Local Muslims reach out to homeless
Food, clothes aid the less fortunate
The Boston Globe
October 15, 2006
By Michael Levenson
They handed out bags of apples, bagels, granola bars, and raisins, hats, socks, sweatshirts, rain ponchos, and, for the children who came with arms outstretched, toy cars.
This was the first annual Humanitarian Day for the Homeless, an event organized by Boston-area Muslims to feed and clothe the homeless during the holy month of Ramadan.
Muslims observe Ramadan by praying, performing acts of charity, and fasting from sunup to sundown, to draw them nearer to Allah and to remind them of the hardships the poor endure.
The event yesterday was a way to put into action the principles of Ramadan, participants said.
In a gymnasium at the Tobin Community Center in Roxbury Crossing, 350 volunteers, from local mosques, colleges, and community groups, presided over tables stacked high with food, clothing, and toys donated by local businesses.
Hundreds of homeless men, women, and children streamed past, collecting the goods in bags. In a room downstairs, volunteers performed free health screenings, testing people for high blood pressure and diabetes. Organizers said they expected to serve 2,000 people over the weekend.
Mona Ahmad of Malden was helping to distribute bottles of water, and urging people who had come by to return with friends.
“I just wanted to do something good, especially during the holy month of Ramadan,” said a man who gave his name as Ahmad, 33.
“We’re supposed to help those who are less fortunate all year ’round, but . . . during Ramadan it really brings it out,” he said.
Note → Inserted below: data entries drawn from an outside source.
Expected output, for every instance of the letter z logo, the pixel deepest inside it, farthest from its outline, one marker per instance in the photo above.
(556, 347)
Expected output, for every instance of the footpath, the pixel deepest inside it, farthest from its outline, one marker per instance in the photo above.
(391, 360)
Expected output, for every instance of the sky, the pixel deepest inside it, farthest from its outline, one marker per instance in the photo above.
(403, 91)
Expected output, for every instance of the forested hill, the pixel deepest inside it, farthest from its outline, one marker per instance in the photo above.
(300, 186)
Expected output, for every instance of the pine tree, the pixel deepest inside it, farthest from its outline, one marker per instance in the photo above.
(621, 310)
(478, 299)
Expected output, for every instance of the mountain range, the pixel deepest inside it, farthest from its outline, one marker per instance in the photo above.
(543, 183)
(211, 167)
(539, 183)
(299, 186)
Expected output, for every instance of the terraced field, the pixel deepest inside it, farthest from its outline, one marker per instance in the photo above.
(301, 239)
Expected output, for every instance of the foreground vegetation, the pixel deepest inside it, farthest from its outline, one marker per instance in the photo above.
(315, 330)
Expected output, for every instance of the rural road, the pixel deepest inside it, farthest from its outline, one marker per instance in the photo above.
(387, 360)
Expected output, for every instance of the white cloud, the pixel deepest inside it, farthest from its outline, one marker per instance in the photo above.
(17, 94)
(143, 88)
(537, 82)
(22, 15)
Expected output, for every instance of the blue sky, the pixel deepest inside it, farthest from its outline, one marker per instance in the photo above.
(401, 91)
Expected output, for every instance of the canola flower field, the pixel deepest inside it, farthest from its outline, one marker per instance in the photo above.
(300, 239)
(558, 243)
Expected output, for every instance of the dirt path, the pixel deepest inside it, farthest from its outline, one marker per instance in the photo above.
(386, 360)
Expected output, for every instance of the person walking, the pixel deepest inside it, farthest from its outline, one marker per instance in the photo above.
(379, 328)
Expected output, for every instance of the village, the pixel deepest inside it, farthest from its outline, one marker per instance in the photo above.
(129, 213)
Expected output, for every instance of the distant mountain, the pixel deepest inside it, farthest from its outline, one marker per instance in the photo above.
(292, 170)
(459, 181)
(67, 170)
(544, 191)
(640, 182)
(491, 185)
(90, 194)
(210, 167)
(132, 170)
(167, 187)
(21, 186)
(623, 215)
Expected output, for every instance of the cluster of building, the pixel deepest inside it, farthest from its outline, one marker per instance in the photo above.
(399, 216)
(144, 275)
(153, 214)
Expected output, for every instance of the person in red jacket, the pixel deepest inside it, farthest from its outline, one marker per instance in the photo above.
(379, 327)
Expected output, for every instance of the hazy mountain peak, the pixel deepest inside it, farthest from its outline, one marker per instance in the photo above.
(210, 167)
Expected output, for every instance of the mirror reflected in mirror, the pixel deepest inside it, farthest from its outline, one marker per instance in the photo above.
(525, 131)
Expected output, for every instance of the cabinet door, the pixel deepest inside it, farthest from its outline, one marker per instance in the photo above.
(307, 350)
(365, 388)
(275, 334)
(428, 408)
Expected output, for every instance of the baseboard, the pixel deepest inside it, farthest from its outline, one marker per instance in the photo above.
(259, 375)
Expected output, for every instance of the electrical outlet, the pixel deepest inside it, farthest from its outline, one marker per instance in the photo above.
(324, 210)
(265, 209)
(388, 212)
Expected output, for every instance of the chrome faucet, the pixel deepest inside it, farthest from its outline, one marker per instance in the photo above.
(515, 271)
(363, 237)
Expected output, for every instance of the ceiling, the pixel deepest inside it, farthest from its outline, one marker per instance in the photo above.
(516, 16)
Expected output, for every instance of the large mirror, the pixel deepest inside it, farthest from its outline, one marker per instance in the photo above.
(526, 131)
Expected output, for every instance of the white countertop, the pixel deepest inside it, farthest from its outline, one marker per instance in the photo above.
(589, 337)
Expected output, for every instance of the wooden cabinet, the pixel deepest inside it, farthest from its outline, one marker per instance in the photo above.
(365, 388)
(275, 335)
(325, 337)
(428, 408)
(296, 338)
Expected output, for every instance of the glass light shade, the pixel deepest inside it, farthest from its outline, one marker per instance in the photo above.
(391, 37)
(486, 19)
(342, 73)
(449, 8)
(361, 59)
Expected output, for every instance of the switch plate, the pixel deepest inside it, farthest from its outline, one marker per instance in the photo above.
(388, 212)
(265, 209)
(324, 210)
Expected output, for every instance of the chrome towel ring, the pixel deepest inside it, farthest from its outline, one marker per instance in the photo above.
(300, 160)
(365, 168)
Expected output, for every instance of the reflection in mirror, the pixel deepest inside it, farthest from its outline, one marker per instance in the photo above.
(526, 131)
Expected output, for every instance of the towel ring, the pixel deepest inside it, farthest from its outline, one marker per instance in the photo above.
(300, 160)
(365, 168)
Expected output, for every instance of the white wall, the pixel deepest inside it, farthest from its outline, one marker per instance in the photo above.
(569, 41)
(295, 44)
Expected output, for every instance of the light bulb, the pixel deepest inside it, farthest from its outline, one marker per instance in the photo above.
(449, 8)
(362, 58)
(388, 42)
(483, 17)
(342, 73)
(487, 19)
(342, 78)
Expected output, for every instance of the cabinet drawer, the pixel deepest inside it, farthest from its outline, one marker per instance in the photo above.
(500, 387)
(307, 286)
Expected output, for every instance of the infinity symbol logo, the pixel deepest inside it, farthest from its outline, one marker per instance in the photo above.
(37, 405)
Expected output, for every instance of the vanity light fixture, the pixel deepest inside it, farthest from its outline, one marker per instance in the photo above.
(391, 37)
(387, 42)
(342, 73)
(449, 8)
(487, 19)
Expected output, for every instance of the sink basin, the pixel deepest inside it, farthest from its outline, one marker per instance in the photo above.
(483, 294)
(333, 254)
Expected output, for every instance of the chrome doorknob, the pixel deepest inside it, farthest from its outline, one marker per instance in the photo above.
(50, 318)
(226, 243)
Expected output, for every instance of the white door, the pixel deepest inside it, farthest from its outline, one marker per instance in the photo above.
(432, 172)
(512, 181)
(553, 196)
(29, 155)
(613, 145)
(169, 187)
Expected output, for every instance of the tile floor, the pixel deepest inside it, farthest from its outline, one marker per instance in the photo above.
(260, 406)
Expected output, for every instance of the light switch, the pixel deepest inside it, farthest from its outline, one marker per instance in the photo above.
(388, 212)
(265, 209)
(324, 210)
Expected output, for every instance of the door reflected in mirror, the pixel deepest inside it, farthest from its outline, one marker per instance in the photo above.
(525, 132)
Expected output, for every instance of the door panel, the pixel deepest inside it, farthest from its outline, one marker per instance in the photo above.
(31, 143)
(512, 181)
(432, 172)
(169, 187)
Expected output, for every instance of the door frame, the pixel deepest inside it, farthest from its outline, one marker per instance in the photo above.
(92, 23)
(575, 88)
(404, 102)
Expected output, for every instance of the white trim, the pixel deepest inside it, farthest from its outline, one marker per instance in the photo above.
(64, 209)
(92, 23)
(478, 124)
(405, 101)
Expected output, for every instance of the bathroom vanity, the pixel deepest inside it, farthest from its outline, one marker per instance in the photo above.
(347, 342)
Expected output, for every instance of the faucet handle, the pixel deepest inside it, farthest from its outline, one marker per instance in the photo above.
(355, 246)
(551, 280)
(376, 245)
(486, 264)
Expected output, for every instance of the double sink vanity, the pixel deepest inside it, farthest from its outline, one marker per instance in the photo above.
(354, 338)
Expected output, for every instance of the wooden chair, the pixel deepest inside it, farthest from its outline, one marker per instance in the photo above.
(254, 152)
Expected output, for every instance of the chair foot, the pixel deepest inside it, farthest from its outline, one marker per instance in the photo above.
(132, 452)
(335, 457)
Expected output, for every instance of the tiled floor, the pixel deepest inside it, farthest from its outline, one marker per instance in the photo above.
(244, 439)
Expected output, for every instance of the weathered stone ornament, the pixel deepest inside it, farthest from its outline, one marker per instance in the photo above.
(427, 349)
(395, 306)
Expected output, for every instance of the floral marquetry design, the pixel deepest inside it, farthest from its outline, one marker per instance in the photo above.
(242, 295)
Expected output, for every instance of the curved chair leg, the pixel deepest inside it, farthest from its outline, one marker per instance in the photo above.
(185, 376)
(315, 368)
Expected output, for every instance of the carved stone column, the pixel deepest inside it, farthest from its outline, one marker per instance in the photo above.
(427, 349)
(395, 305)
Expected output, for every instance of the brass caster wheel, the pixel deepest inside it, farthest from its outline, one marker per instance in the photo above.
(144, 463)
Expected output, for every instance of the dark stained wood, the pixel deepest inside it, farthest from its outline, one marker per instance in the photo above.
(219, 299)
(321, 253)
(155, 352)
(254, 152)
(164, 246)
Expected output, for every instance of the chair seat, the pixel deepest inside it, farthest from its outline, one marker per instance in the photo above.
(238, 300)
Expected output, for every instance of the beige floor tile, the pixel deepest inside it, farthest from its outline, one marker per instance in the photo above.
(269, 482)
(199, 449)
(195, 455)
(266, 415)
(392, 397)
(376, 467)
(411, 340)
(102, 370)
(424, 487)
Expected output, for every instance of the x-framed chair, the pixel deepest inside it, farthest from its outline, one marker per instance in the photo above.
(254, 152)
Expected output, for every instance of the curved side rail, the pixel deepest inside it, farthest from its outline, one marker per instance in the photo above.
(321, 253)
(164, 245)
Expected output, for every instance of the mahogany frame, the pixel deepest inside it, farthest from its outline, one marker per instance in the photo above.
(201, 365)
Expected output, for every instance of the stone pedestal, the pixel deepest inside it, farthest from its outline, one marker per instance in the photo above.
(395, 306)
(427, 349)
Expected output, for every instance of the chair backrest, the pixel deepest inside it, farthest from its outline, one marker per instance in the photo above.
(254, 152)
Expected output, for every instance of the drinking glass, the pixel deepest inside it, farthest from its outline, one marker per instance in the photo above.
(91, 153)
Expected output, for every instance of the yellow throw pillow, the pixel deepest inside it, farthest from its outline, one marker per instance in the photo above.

Similar events are taking place this weekend in 14 cities across the United States, said one of the chief organizers, Nataka Crayton of Roxbury.
“The great thing today is people, without politics, without personal agendas, can come together to focus on a goal and accomplish it,” Crayton said. “It’s really amazing what committed people who are willing to help other people can do.”
Those who had come to take advantage of the free food and clothing said they were thankful for the kindness they had been shown. “I really appreciate it,” said Robert Smith , 52, who lives in the city’s shelter on Long Island. He walked out yesterday with several bags of clothing and snacks.
“It’s a great thing to see these people get out there and help us — the homeless,” Smith said.
Volunteers had spread word of the event through Boston’s homeless shelters. Many who came yesterday said they had seen posters advertising Humanitarian Day in their shelter. Volunteers were organized through the Islamic Society of Boston, the Association of Muslim Professionals, Islamic Relief, and other groups.